| TERRY HAMBlIN |
The problem with these new prognostic tests
is that they are new. They have been developed in research laboratories
and are still only being used in a relatively few labs. Most lab tests
are subject to external quality assurance. This means that wherever you
go in the world you get the same answer. The new prognostic tests are
not controlled in this way.
Flow cytometry
This is a method of determining whether an antibody reacts with a cell.
You can do this down the microscope, but if you do you can only count a
few hundred cells. The flow cytometer is a machine that does the same
thing, but counts tens of thousands of cells, so it is much more
accurate. Most routine labs now have a flow cytometer - there are quite
cheap bench top machines, and the methods have become standardised. The
main use of flow cytometry in CLL is to ensure the diagnosis. CLL cells
should be CD5+, CD19+, CD23+, and have weak surface immunoglobulin and
weak or negative CD79b. They are mostly FMC7 negative too, and CD20 is
usually quite weak. There are a number of other B-cell lymphomas that
sometimes resemble CLL, but flow cytometry for these is different and
therefore you can be sure that you are dealing with CLL and not an
impostor.
Recently labs have been testing for CD38. This tells something about
prognosis. The problem is that CD38 is also on T cells, so you have to
be sure that you are looking at the right population (B-cells not
T-cells), and when it was introduced even quite expert research labs
made a hash of it.
The reason that CD38 was thought to be useful was that it seemed to give
the same results as whether or not there were somatic mutations in the
immunoglobulin genes. Our lab had discovered that those patients without
mutations had a much shorter survival (about 8 years) than those with
mutations (about 25 years). The New York group came to the same
conclusion as us and showed that unmutated cases were CD38 positive.

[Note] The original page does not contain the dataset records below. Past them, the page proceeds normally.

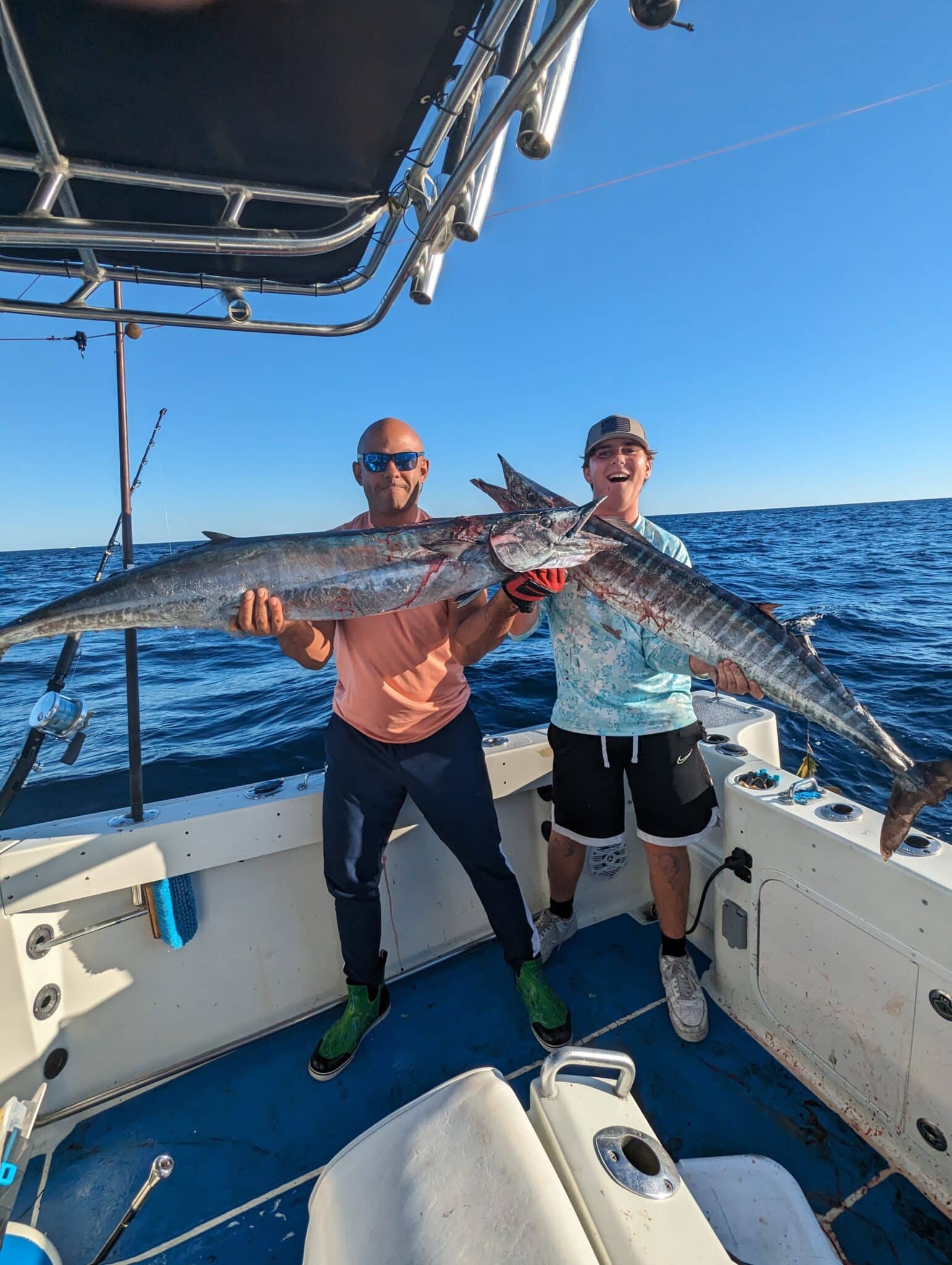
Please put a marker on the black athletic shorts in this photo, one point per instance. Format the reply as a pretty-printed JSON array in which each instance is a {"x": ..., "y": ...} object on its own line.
[{"x": 670, "y": 786}]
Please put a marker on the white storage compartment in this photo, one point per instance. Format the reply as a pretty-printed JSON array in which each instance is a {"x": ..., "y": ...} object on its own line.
[
  {"x": 622, "y": 1183},
  {"x": 758, "y": 1209}
]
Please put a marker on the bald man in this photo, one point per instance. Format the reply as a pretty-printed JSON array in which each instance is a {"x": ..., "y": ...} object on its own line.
[{"x": 403, "y": 725}]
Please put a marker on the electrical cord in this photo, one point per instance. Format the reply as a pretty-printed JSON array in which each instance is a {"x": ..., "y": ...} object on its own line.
[{"x": 740, "y": 864}]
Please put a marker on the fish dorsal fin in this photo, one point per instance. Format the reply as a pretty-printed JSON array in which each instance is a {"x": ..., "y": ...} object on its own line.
[
  {"x": 451, "y": 547},
  {"x": 804, "y": 639},
  {"x": 769, "y": 608}
]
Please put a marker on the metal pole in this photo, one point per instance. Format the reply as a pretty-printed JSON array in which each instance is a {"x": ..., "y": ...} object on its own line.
[{"x": 132, "y": 657}]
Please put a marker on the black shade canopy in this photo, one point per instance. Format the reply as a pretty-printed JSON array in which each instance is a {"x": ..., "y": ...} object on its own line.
[{"x": 322, "y": 95}]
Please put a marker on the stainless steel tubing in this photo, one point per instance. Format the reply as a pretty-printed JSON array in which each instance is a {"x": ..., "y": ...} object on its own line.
[
  {"x": 534, "y": 66},
  {"x": 40, "y": 948},
  {"x": 51, "y": 159},
  {"x": 469, "y": 218},
  {"x": 218, "y": 240},
  {"x": 424, "y": 284},
  {"x": 180, "y": 181},
  {"x": 582, "y": 1056},
  {"x": 540, "y": 122}
]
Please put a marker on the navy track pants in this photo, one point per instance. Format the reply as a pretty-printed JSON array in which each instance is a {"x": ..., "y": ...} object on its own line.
[{"x": 364, "y": 788}]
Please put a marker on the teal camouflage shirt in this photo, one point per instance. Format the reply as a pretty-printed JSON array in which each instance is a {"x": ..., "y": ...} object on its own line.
[{"x": 615, "y": 677}]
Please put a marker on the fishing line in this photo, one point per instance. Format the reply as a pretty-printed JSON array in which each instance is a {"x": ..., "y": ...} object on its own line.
[
  {"x": 89, "y": 338},
  {"x": 712, "y": 153},
  {"x": 725, "y": 149}
]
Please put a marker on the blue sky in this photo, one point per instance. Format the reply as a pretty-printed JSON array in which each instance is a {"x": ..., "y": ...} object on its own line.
[{"x": 779, "y": 317}]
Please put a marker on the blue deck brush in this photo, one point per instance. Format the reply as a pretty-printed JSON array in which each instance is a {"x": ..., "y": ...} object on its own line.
[{"x": 175, "y": 910}]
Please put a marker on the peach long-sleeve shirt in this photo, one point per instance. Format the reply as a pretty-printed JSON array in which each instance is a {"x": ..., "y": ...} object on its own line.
[{"x": 398, "y": 678}]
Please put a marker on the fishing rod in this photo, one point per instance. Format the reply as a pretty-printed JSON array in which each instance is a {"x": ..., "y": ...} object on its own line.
[{"x": 61, "y": 717}]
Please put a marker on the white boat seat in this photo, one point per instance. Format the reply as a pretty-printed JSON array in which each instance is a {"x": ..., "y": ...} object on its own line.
[
  {"x": 758, "y": 1211},
  {"x": 458, "y": 1174}
]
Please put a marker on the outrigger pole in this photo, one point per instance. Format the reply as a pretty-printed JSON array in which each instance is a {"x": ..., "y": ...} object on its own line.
[
  {"x": 27, "y": 760},
  {"x": 132, "y": 649}
]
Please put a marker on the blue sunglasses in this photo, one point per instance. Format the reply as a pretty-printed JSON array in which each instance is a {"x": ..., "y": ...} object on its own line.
[{"x": 378, "y": 462}]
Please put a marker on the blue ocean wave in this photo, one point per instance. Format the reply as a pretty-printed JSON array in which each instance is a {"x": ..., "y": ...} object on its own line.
[{"x": 873, "y": 584}]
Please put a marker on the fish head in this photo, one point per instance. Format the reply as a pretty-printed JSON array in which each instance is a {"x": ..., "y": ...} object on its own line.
[
  {"x": 548, "y": 538},
  {"x": 529, "y": 494}
]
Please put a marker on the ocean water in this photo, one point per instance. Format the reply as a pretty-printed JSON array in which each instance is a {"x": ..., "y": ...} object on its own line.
[{"x": 874, "y": 580}]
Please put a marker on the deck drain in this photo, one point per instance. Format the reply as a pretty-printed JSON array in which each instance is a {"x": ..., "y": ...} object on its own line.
[
  {"x": 918, "y": 846},
  {"x": 37, "y": 941},
  {"x": 840, "y": 812},
  {"x": 932, "y": 1134},
  {"x": 941, "y": 1004},
  {"x": 265, "y": 788},
  {"x": 55, "y": 1064},
  {"x": 46, "y": 1001}
]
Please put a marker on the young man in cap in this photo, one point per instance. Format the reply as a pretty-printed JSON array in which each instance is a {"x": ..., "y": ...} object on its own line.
[
  {"x": 403, "y": 725},
  {"x": 624, "y": 710}
]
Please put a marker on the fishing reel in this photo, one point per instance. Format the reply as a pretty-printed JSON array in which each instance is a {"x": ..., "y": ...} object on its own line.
[{"x": 65, "y": 719}]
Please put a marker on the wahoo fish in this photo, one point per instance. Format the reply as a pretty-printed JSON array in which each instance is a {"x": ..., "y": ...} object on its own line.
[
  {"x": 320, "y": 576},
  {"x": 708, "y": 621}
]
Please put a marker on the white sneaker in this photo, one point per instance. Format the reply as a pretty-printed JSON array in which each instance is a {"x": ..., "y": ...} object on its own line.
[
  {"x": 554, "y": 931},
  {"x": 687, "y": 1004}
]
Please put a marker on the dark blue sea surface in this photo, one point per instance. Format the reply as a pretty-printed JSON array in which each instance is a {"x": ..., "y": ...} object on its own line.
[{"x": 220, "y": 712}]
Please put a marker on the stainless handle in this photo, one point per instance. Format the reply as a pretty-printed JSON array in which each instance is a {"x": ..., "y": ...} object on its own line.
[
  {"x": 580, "y": 1056},
  {"x": 161, "y": 1168},
  {"x": 41, "y": 940},
  {"x": 803, "y": 784}
]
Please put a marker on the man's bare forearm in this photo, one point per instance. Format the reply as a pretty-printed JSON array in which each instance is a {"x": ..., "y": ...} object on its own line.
[
  {"x": 309, "y": 644},
  {"x": 482, "y": 630}
]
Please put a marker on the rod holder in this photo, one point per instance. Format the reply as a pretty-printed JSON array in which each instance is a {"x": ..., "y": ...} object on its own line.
[
  {"x": 543, "y": 116},
  {"x": 468, "y": 219}
]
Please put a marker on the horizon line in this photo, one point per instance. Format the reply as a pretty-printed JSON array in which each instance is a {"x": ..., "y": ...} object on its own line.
[{"x": 667, "y": 514}]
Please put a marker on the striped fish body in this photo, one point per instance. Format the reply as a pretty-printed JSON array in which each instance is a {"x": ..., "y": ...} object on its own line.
[
  {"x": 711, "y": 623},
  {"x": 320, "y": 576}
]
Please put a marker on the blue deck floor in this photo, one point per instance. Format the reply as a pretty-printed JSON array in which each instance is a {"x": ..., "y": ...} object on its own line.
[{"x": 249, "y": 1131}]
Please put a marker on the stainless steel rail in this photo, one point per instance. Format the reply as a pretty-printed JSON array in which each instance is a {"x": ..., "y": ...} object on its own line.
[
  {"x": 582, "y": 1056},
  {"x": 548, "y": 48}
]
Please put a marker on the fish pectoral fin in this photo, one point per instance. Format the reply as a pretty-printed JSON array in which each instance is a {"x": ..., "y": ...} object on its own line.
[
  {"x": 622, "y": 525},
  {"x": 451, "y": 548}
]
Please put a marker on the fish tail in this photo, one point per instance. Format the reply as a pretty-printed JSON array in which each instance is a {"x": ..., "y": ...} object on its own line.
[{"x": 926, "y": 783}]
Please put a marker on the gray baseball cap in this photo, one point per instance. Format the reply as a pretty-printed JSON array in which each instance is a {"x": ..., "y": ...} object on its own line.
[{"x": 615, "y": 426}]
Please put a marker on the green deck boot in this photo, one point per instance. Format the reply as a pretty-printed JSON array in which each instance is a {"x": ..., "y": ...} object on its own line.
[
  {"x": 548, "y": 1014},
  {"x": 339, "y": 1044}
]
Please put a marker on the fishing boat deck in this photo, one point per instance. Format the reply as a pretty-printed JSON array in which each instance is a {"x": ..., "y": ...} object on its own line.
[{"x": 251, "y": 1130}]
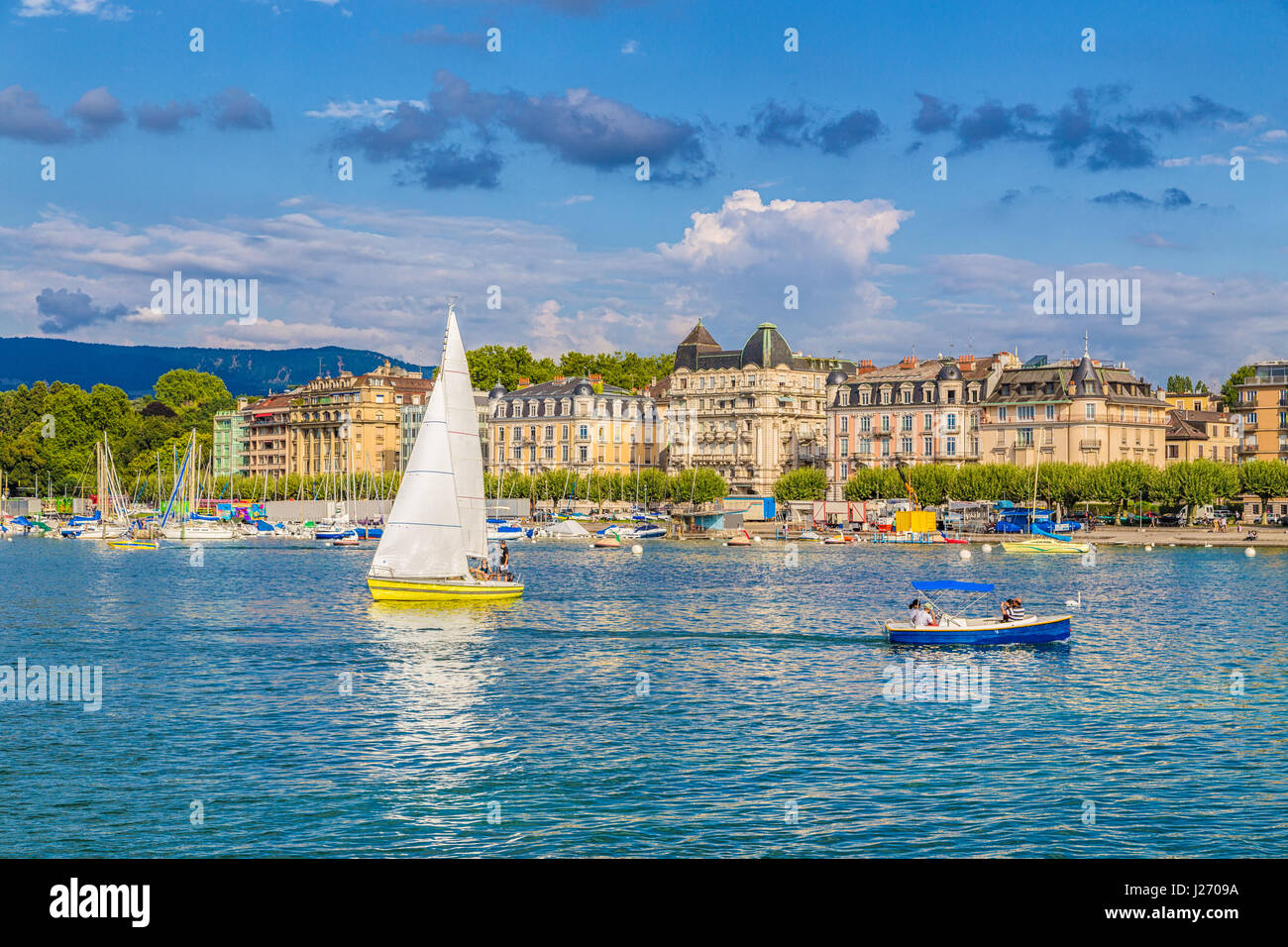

Since somatic mutations is a hard to do test and very time consuming, it
was thought that CD38 could be a substitute. Unfortunately, this turned
out not to be true. We showed that the tests give different results in
30% of cases and in 25% of cases the level of CD38 changes during the
course of the disease.
It was because we were searching for another surrogate that ZAP-70
turned up. After we had suggested there might be 2 types of CLL,
scientists at the NIH in Maryland examined the 2 types to see which
genes were switched on and which were switched off. They did this using
a chip for microarrays. They found that the two types differed by about
240 genes, and the gene that most completely separated them was ZAP-70.
ZAP-70 is a molecule used to signal between the cell surface and the
nucleus. It is part of the normal signalling apparatus of T-cells but
not of B-cells. However it does seem to be involved in signalling in the
more severe type of CLL. Measuring ZAP-70 in the way that the NIH did it
is just as complicated as looking for somatic mutations.
At this point we collaborated with the NIH and we devised some other
quicker tests. One was RT-PCR, where you extract the RNA from the CLL
cells to see whether it will bind to complementary nucleic acid probes.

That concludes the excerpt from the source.